Regisseur Paul Greengrass is altijd bijzonder nauw betrokken geweest bij de problematiek. Als producer van World in action was hij in 1982 de eerste journalist die binnenraakte in de Maze-gevangenis om er de hongerstakers van het I.R.A. te interviewen. Het beeld van een Raymond McCartney bijvoorbeeld met z'n lange haar en -baard en, zijn holle ogen en uitgemergelde lichaam was vroeger al in meerdere langspeelfilms te zien. Bloody Sunday is er onder andere door de gepaste regisseur in geslaagd om de feiten zoals die zich toen afspeelden met bijzonder veel zin voor realisme te brengen. Niet verwonderlijk als je weet dat heel veel mensen die in de film/betoging te zien zijn in 1972 ook al deelnamen aan de échte betoging. Heel begrijpelijk als je weet dat Don Mullan als co-producent nauw heeft samengewerkt met de filmmakers. Mullan stapte op z'n vijftiende zelf ook op in de 'mars' destijds en stond vlak naast de 17-jarige Michael Kelly toen die werd doodgeschoten. Mullan nam de honderden verklaringen door (die genegeerd werden door Lord Widgery bij zijn onderzoek over de gebeurtenissen) en gebruikte die als basis voor zijn boek 'Eyewitness Bloody Sunday'. Tijdens de film wordt continu overgeschakeld van de ene locatie naar de andere (Ivan Cooper, het commandocentrum, de plaats van de rellen en opstoten,...), krijgen korte 'shots' de look van news flashes, en is ook het camerawerk aangepast aan de ganse opzet.

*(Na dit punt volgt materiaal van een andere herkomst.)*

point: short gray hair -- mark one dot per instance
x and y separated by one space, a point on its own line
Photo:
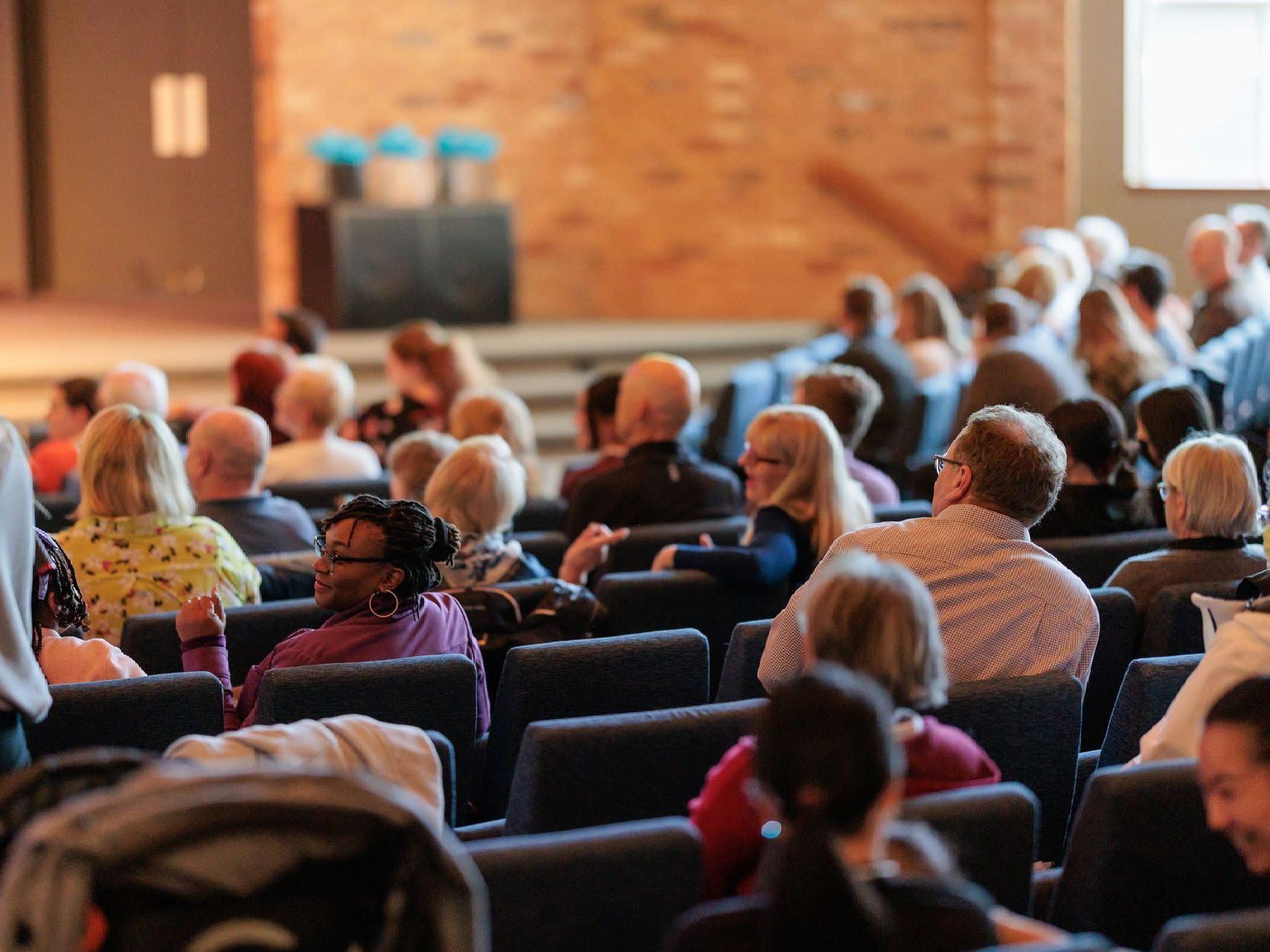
1016 461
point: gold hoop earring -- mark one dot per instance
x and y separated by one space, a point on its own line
397 603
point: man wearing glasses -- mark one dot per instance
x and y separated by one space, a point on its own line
1006 605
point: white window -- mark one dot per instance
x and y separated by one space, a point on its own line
1196 111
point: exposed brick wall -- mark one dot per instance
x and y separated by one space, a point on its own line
659 152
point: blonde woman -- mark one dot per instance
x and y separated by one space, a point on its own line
138 547
1117 352
494 411
801 499
479 488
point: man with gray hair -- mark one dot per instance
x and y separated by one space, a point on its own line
228 448
1006 605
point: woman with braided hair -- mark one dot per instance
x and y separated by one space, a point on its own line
57 605
376 567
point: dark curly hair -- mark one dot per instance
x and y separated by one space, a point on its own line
54 575
414 540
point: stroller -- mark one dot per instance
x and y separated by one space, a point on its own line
181 857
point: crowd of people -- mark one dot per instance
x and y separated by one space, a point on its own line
1076 343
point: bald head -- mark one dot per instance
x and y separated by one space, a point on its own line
657 396
228 447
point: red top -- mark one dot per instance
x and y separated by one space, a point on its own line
939 758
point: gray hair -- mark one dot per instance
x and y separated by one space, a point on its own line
1016 461
878 619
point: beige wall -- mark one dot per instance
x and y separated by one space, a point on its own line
1155 219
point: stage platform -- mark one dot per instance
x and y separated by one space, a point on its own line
545 362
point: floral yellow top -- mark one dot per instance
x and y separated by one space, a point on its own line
144 564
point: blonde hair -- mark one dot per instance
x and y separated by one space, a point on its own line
478 488
817 489
321 385
879 620
501 413
129 465
414 457
1216 475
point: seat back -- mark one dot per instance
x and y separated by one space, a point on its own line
147 714
1174 625
251 634
591 771
1118 628
611 889
436 692
1095 558
1142 853
1149 687
592 677
1031 729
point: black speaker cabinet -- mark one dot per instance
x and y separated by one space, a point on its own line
370 267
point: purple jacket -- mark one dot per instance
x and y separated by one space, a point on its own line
353 635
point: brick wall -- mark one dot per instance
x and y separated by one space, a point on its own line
662 154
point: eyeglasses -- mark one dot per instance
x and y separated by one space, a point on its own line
336 559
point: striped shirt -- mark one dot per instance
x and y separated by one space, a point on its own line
1006 605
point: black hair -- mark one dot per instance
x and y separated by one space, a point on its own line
1248 705
827 733
62 585
304 330
414 540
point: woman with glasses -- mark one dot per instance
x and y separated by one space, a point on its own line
376 567
1210 495
801 499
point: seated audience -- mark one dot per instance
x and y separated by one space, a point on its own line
479 488
659 480
1100 492
1117 353
1006 605
496 411
867 309
799 497
423 372
596 418
59 605
878 620
370 549
1210 503
1024 368
413 458
228 448
830 767
70 406
850 398
23 689
138 547
1235 771
1147 281
930 327
312 400
1226 298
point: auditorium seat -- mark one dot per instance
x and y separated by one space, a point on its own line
147 714
1141 853
646 672
591 771
437 692
1174 625
611 889
1095 558
251 632
1031 729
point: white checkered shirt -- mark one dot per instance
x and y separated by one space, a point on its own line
1006 605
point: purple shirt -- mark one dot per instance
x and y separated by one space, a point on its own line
879 488
353 635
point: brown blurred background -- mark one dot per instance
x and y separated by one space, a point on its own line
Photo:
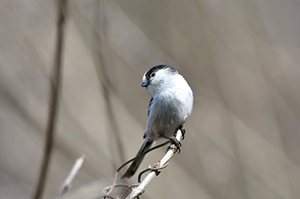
241 57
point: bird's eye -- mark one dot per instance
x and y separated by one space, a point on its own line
152 74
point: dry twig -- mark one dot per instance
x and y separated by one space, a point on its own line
65 186
169 154
55 83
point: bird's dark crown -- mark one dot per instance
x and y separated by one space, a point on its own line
160 67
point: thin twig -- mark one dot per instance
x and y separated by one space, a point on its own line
55 82
141 188
65 186
102 65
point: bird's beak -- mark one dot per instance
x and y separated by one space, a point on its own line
144 84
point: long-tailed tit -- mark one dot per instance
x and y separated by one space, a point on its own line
171 104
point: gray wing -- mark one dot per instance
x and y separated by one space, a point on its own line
149 107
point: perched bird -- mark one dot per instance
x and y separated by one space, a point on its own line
171 104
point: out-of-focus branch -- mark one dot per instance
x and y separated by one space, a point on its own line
55 82
65 186
164 161
102 65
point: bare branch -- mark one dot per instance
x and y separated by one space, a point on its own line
55 82
65 186
142 187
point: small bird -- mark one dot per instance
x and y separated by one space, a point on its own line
170 105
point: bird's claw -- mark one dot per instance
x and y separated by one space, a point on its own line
182 129
175 144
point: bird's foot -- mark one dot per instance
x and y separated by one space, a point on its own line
175 144
182 129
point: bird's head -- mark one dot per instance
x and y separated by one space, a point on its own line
158 78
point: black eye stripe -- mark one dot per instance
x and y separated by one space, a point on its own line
159 67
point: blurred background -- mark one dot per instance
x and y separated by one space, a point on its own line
241 58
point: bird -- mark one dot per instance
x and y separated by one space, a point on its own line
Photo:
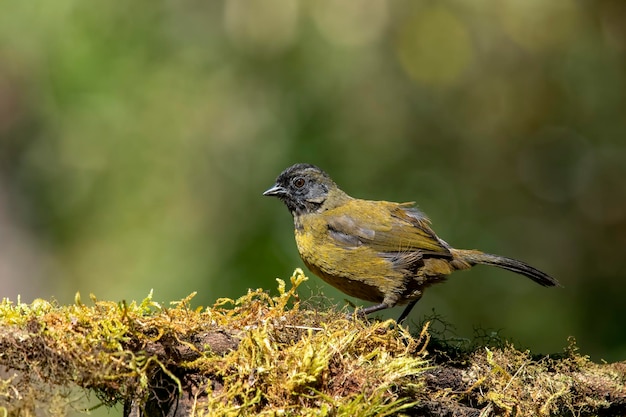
377 251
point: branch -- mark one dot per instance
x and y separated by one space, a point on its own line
263 354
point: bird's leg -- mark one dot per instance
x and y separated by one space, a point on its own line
372 309
407 310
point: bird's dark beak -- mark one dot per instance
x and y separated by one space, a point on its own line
276 191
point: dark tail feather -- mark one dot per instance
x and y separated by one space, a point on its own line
477 257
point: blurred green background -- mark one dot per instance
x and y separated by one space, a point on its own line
136 139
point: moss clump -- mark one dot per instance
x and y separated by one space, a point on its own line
264 355
255 355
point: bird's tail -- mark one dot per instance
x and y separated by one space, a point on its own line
474 257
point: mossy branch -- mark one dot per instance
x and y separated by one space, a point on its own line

Door de instabiele, schokkerige camera-bewegingen ben je een bevoorrechte getuige van wat iemand als het ware die dag zelf heeft op film vastgelegd en wel in beide kampen én op alle belangrijke locaties. Je bent er als het ware zelf bij, waardoor je even zelfs een documentaire-gevoel krijgt, iets wat nog versterkt wordt door de kwaliteit van de cast. Het is allemaal bijzonder overtuigend en van een hoog niveau. Leerzaam ook op het einde want de 'leider' blijkt dan niets meer te zijn dan de 'waarnemer' en de ondergeschikte de 'uitvoerder' die de volledige verantwoordelijkheid over de operatie krijgt toebedeeld (ja, het gebeurt ook in het leger...). Je merkt dat we over dit Bloody Sunday bij-zon-der enthousiast zijn, we kregen als afsluiter nog een film-dessert van formaat : de live-versie van U2's 'Sunday bloody Sunday', veel langer dan de aftiteling van de film zelfs. We konden het niet laten even onze ogen van het zwarte scherm af te wenden naar achteren, bevreesd dat de operateur (diezelfde van bij het begin) een vroegtijdig einde zou maken aan een zalig muziek-moment en een passend film-einde. Hij deed het niet. Goed voor hem.